I’m also sighing, but philosophical, about the timing of book edits. I’d hoped to have feedback in hand on two mss–or at least one of them–by early August so I could do at least some of the work before the term starts, and that no longer seems likely. Editors are heroes, and like me they have chaotic lives–so be it. There’s still a TON to do without waiting on anyone else, not least preparing my courses, finishing those submissions, and organizing all the book promotion work I have ahead of me during this very busy school year.

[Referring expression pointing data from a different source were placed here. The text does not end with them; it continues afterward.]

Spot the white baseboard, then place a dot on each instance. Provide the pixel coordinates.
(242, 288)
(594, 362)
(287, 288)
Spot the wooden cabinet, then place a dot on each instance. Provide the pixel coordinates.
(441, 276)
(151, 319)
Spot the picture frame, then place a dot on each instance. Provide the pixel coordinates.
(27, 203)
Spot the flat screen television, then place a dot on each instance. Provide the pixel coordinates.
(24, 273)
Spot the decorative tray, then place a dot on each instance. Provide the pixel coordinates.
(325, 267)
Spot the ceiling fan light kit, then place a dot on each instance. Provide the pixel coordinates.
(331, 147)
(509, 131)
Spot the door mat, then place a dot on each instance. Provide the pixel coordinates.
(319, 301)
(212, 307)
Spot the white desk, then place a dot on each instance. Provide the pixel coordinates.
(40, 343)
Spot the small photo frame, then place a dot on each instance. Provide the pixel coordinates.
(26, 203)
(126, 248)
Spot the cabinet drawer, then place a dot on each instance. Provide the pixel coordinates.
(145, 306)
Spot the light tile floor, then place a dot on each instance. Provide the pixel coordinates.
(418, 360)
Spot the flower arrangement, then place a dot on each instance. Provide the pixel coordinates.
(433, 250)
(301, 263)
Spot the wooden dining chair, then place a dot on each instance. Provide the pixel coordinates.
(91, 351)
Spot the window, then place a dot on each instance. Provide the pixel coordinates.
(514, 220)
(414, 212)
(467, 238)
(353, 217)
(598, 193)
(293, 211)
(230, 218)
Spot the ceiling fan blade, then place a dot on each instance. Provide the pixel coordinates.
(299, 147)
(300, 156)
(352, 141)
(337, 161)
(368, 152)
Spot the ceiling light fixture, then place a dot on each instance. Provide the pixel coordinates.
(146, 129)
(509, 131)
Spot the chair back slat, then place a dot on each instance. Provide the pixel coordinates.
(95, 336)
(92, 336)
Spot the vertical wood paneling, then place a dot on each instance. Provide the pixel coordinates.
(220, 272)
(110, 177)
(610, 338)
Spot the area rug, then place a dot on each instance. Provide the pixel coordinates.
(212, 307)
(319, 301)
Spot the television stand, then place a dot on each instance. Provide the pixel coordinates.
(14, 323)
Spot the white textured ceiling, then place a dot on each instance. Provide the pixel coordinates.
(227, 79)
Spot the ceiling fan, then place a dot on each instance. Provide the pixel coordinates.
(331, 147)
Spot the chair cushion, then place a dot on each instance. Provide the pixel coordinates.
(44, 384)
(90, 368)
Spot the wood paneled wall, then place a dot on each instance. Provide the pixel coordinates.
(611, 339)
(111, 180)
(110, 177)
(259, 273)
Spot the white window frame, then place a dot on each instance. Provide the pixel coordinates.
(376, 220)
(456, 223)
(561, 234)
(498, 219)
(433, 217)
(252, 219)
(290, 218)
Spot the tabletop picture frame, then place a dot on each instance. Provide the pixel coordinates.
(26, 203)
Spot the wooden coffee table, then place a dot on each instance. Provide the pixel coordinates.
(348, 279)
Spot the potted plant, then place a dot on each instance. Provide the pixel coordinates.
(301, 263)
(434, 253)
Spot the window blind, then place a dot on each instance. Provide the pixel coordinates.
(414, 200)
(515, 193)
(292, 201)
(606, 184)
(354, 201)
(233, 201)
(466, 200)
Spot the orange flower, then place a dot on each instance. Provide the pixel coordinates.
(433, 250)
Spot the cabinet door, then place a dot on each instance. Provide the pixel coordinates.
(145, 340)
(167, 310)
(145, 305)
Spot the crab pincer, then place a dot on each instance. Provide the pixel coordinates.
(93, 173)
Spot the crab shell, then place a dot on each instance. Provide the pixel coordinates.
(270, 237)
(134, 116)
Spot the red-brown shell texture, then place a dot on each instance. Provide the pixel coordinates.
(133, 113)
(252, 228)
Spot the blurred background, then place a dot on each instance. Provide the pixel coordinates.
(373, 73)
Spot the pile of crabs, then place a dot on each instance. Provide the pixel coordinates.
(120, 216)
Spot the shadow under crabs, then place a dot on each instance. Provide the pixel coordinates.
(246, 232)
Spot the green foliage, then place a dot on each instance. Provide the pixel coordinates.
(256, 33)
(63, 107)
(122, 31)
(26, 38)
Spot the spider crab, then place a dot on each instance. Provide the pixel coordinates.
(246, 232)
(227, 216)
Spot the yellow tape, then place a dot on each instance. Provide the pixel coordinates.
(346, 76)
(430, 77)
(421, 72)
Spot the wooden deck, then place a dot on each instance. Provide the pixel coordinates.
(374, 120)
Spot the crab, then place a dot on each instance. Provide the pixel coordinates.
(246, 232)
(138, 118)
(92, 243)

In the midst of all this, I followed a link yesterday to a powerful article in n+1 called “Sexism in the Academy.” ” Depending on the funding agency, the gender gap in winning grants is about 7 percent,” Troy Vettise writes in this heavily-researched and very persuasive piece, adding, “when women are successful in their grant applications, they usually receive less funding, about eighty cents to a man’s dollar.” Talk about constraints! Discouraging, but I was grateful for all the work Vettise pulls together here, documenting everything from discrimination in resources to the costs of harassment, and more. And the recommendations at the end are provocative in an exhilarating way, including radical structural changes to universities and foundations.

Our robot comic is, I think, also about ambivalence toward gender roles, both in Chris and in me. It’s hard to be your best self and do your best work with all the gender shrapnel flying–as if teaching and writing aren’t hard enough.

Well, “keep your skin on,” as the robots say. There’s change ahead, good and bad. My visor may be foggy, and my sensors all scratched up, but I just have to be a self-reconfiguring modular robot, slipping free of my programming and adapting to my own increasingly buggy hardware as well as the unpredictable terrain. I can do it. Right?